I have setup snowplow with Elasticsearch.
When I want to get the data out I just do normal queries and use aggregates to get them by day, country etc.
So I want to figure out clickthru rate for these aggregations, I have 2 kind of events: page views and clicks.
Currently I do 2 queries:
Page Views:
{
"size": 0,
"query": {
"filtered": {
"filter": {
"bool": {
"must": [
{
"term": {
"event": "page_view"
}
}
],
"must_not": {
"term": {
"br_family": "Robot"
}
}
}
}
}
},
"aggs": {
"dates": {
"date_histogram": {
"field": "collector_tstamp",
"interval": "day"
}
}
}
}
Clicks:
{
"size": 0,
"query": {
"filtered": {
"filter": {
"bool": {
"must": [
{
"term": {
"event": "struct"
}
},
{
"term": {
"se_action": "click"
}
}
],
"must_not": {
"term": {
"br_family": "Robot"
}
}
}
}
}
},
"aggs": {
"dates": {
"date_histogram": {
"field": "collector_tstamp",
"interval": "day"
}
}
}
}
I format the response to something easier to use and then merge them in PHP using something like this.
function merge_metrics($pv,$c){
$r = array();
if(count($pv) > 0){
foreach ($pv as $key => $value) {
$r[$value['name']]['page_views'] += $value['count'];
}
}
if(count($c) > 0){
foreach ($c as $key => $value) {
$r[$value['name']]['clicks'] += $value['count'];
}
}
$rf = array();
foreach ($r as $key => $value) {
$tmp_clicks = isset($value['clicks']) ? $value['clicks'] : 0;
$tmp_page_views = isset($value['page_views']) ? isset($value['page_views']) : 0;
$rf[] = array(
'name' => $key,
'page_views' => $tmp_page_views,
'clicks' => $tmp_clicks,
'ctr' => ctr($tmp_clicks,$tmp_page_views)
);
}
return $rf;
}
Both $pv and $c are arrays that contain the aggregates that result from querying Elasticsearch and I do some formatting for ease of use.
My question is:
Is it possible get multiple metrics(in my case page views and clicks, these are specific filters) and perform same aggregations on both ? then returning the aggregations something like :
{
"data": [
{
"day": "2015-10-13",
"page_views": 61,
"clicks": 0,
},
{
"day": "2015-10-14",
"page_views": 135,
"clicks": 1,
},
{
"day": "2015-10-15",
"page_views": 39,
"clicks": 0,
}
]
}
But without me having to manually merge them ?

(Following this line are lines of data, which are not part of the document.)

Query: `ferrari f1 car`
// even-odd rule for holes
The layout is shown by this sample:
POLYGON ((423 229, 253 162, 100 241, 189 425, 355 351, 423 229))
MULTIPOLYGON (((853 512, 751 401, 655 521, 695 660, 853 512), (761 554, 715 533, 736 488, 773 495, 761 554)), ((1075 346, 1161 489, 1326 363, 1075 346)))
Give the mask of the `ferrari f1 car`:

Yes, it is definitely possible if you merge your aggregations into one single query. For instance, I suppose you have one query like this for page views:
{
"query": {...}
"aggregations": {
"by_day": {
"date_histogram": {
"field": "day",
"interval": "day"
},
"aggs": {
"page_views_per_day": {
"sum": {
"field": "page_views"
}
}
}
}
}
}
And another query like this for clicks:
{
"query": {...}
"aggregations": {
"by_day": {
"date_histogram": {
"field": "day",
"interval": "day"
},
"aggs": {
"clicks_per_day": {
"sum": {
"field": "clicks"
}
}
}
}
}
}
Provided you have the same constraints in your query
, you can definitely merge them together at the date_histogram
level, like this:
{
"query": {...}
"aggregations": {
"by_day": {
"date_histogram": {
"field": "day",
"interval": "day"
},
"aggs": {
"page_views_per_day": {
"sum": {
"field": "page_views"
}
},
"clicks_per_day": {
"sum": {
"field": "clicks"
}
}
}
}
}
}
UPDATE
Since your queries are different for each of your aggregations, we need to do it slightly differently, i.e. by using an additional filters
aggregation, like this:
{
"size": 0,
"query": {
"filtered": {
"filter": {
"bool": {
"must": [
{
"terms": {
"event": [
"page_view",
"struct"
]
}
}
],
"should": {
"term": {
"se_action": "click"
}
},
"must_not": {
"term": {
"br_family": "Robot"
}
}
}
}
}
},
"aggs": {
"dates": {
"date_histogram": {
"field": "collector_tstamp",
"interval": "day"
},
"aggs": {
"my_filters": {
"filters": {
"filters": {
"page_views_filter": {
"bool": {
"must": [
{
"term": {
"event": "page_view"
}
}
],
"must_not": {
"term": {
"br_family": "Robot"
}
}
}
},
"clicks_filter": {
"bool": {
"must": [
{
"term": {
"event": "struct"
}
},
{
"term": {
"se_action": "click"
}
}
],
"must_not": {
"term": {
"br_family": "Robot"
}
}
}
}
}
}
}
}
}
}
}
Now for each daily bucket, you're going to end up with two sub-buckets, one for the count of page views and another for the count of clicks.